Genetic toxicity (mutagenicity) in bacteria in vitro
CAS 93803-87-3
The in vitro genetic toxicity of 2-octyldodecyl isooctadecanoate (CAS 93803-87-3) was assessed in a bacterial reverse mutation assay (Ames test), performed according to OECD 471 and in compliance with GLP (Verspeek-Rip, 1998). S. typhimurium strains TA 1535, TA 1537, TA 98 and TA 100, and E. coli WP2 uvrA were exposed to the test substance at concentrations up to 1000 µg/plate (TA 1535, TA 98 and TA 1537) and 5000 µg/plate (TA 100 and E.coli WP2 uvrA), using the plate incorporation method in two independent experiments. Precipitation was observed in the medium at 1000 µg/plate and above in all strains, with and without metabolic activation. The positive and solvent controls were shown to be valid. The test substance did not induce reversions in the S. typhimurium strains or E. coli strain, with or without metabolic activation.
CAS 3234-85-3
The in vitro genetic toxicity of Tetradecanoic acid, tetradecyl ester (CAS 3234-85-3) was assessed in a bacterial reverse mutation assay (Ames test) performed with a protocol similar to OECD 471 (Marquardt, 1994). The preincubation method was applied using S. typhimurium strains TA 1535, TA 1537, TA 98, TA 100 and TA 1538 in two independent experiments.
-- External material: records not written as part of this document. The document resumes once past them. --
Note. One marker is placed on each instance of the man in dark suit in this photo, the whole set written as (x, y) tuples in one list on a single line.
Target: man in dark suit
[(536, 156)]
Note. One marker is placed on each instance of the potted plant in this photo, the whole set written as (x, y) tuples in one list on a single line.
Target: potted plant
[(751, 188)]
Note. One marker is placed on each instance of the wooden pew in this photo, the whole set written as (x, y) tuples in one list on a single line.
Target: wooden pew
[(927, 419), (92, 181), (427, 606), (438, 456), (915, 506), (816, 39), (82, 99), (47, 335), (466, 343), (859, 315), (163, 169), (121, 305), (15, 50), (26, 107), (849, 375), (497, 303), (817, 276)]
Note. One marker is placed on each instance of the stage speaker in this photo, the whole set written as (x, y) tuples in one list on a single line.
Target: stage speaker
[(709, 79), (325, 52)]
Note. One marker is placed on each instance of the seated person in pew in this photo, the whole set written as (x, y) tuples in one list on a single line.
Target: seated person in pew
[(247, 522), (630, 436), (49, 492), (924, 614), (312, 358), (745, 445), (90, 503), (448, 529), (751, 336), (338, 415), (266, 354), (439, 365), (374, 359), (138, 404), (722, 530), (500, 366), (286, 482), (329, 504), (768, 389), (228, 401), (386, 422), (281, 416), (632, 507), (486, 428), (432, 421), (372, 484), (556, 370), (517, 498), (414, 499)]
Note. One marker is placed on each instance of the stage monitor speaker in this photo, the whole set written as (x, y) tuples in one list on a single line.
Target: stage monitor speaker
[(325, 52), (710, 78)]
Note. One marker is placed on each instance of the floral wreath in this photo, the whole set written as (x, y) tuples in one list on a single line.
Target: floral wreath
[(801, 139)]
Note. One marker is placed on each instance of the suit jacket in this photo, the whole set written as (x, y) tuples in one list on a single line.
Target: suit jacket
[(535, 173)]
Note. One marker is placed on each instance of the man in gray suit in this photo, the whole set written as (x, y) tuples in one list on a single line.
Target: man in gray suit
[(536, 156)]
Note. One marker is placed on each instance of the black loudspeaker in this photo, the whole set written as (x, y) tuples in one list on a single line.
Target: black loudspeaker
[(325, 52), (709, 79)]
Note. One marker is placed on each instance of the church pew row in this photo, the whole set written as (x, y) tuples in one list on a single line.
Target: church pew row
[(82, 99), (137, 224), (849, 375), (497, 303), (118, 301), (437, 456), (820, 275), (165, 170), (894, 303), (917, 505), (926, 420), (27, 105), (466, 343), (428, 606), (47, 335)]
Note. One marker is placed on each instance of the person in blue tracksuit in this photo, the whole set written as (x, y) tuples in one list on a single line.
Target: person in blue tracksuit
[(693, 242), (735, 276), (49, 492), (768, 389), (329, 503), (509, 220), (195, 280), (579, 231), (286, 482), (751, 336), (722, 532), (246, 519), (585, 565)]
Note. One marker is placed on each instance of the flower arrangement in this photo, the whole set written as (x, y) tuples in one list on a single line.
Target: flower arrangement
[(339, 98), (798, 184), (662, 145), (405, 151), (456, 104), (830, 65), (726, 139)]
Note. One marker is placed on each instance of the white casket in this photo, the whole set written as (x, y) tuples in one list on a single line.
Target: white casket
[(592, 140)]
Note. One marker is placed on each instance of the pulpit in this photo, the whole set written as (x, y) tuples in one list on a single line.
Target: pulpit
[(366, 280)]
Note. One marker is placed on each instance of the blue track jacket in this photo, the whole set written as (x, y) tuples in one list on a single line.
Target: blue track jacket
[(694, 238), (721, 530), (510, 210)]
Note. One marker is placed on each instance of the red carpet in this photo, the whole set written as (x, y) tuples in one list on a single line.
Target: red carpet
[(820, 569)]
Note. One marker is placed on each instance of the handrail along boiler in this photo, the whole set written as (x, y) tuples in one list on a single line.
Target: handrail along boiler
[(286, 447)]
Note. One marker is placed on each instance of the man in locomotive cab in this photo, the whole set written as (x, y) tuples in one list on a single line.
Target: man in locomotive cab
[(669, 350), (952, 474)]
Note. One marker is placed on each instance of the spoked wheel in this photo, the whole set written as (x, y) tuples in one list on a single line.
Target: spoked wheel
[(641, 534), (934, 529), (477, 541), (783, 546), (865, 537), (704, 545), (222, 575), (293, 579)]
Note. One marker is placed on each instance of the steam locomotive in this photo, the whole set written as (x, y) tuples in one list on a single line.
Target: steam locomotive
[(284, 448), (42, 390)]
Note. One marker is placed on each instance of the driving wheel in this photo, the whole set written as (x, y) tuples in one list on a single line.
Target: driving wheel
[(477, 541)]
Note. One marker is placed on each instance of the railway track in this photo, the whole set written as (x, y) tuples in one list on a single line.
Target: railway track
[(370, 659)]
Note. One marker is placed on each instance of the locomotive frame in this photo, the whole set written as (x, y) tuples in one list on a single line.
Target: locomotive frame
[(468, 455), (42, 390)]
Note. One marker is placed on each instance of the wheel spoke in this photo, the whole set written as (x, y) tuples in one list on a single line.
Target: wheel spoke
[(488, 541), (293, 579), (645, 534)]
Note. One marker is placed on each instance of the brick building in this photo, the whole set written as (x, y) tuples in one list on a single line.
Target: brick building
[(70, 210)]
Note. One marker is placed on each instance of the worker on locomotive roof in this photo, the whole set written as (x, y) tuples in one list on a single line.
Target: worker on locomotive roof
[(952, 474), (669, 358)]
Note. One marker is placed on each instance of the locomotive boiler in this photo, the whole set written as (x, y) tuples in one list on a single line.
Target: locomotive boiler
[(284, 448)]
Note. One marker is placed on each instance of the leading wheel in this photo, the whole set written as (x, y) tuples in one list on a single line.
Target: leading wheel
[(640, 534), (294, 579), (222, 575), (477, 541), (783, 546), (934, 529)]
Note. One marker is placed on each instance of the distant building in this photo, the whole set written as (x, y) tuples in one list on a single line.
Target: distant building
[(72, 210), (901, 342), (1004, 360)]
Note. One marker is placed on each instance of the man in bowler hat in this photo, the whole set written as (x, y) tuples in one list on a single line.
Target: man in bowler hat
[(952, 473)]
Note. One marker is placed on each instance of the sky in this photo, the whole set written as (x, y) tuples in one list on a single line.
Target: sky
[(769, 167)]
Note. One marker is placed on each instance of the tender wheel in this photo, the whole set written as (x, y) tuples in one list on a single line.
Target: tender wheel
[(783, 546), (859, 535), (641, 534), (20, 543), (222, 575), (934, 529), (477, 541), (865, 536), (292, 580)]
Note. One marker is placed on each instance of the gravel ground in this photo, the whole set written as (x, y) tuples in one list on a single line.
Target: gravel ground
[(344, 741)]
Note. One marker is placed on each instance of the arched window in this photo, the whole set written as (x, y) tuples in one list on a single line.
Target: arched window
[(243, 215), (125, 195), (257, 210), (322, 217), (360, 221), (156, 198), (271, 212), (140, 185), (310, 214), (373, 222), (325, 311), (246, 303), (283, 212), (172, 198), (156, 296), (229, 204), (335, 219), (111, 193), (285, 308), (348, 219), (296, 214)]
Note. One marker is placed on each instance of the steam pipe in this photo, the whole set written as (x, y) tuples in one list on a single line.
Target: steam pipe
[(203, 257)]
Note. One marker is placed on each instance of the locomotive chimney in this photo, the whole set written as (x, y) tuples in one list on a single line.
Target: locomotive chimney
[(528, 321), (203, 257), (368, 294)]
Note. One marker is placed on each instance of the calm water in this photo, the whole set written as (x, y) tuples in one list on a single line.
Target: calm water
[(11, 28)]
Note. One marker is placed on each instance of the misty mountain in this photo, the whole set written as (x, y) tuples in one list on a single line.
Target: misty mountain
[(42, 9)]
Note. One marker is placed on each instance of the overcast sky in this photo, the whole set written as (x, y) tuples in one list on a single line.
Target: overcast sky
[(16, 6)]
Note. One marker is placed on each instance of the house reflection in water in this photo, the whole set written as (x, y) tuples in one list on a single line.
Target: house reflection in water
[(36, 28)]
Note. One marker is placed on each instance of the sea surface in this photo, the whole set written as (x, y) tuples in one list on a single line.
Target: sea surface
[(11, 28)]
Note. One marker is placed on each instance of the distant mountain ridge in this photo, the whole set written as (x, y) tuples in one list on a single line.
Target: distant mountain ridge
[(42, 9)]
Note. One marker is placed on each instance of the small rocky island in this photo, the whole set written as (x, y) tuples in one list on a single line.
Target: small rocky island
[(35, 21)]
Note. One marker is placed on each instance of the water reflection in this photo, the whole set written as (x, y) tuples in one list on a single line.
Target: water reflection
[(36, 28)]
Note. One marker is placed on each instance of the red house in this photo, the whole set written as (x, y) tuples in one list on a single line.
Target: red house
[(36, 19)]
Precipitation was observed in the range-finding study from 10 µg/plate for TA 98 and TA 100, and more than 50% cytotoxicity was observed in the range-finding study with TA 98 from 10 µg/plate (without metabolic activation) and with TA 100 from 1000 µg/plate (without metabolic activation). Due to the effects noted in the range-finding study, the concentration ranges tested in the main study varied per strain. The concentration ranges in the main study were: 0.1 - 10 µg/plate (TA 100, TA 1535 and TA 1538) and 0.05 – 5 µg/plate (TA 98 and TA 1537) without metabolic activation; and 10 – 1000 µg/plate (TA 100, TA 1535 and TA 1538) and 1 - 640 µg/plate (TA 98 and TA 1537) with metabolic activation. The positive and solvent controls were shown to be valid. The test substance did not induce reversions in any of the S. typhimurium strains with or without metabolic activation.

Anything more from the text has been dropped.